生涯の人… 〜Dearest〜



この胸のドキドキは何回も聞いてきたよ。



遥を想いながら…。


何度も……、何度も…聞いてきた。







「遥……、ちょっといい…?」


友達と話してる所で腕を引いた。


杏奈に向き直ってくれて、

「おー、杏奈!」

って…、彼の目尻が下がる。



がやがやした人混みを抜けて比較的人が少ない壁側に移動した。






「とうとう卒業だなー……。
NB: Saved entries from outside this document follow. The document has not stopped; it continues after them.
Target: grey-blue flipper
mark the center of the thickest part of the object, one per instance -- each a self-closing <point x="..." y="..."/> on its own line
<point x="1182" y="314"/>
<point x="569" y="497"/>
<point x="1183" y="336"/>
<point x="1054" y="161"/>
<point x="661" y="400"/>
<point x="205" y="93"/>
杏奈はどう…?この2年間、楽しかった…?」
















            

デジャヴ……。





遥の笑顔が還奈ちゃんに笑い掛けた時と同じに見えた。

優しくて、愛しい瞳。



杏奈が願い続けた…愛しい笑み。







「…楽しかった…杏奈この2年間の事絶対忘れない……」

「…フフッ…俺も……」









だって、親友が出来た。

信頼出来る仲間が出来た。



遥に出会えたんだもん…。








出会いが偶然だなんて思えない。





運命をも覆す瞬間を…見たから。










貴方に出会ったあの日から杏奈の願いは1つだけ。




寂しそうに笑う貴方を…。


いつもどこか遠くを見てる貴方を…。




幸せに満たした笑顔にしてあげたい。

それだけだった…。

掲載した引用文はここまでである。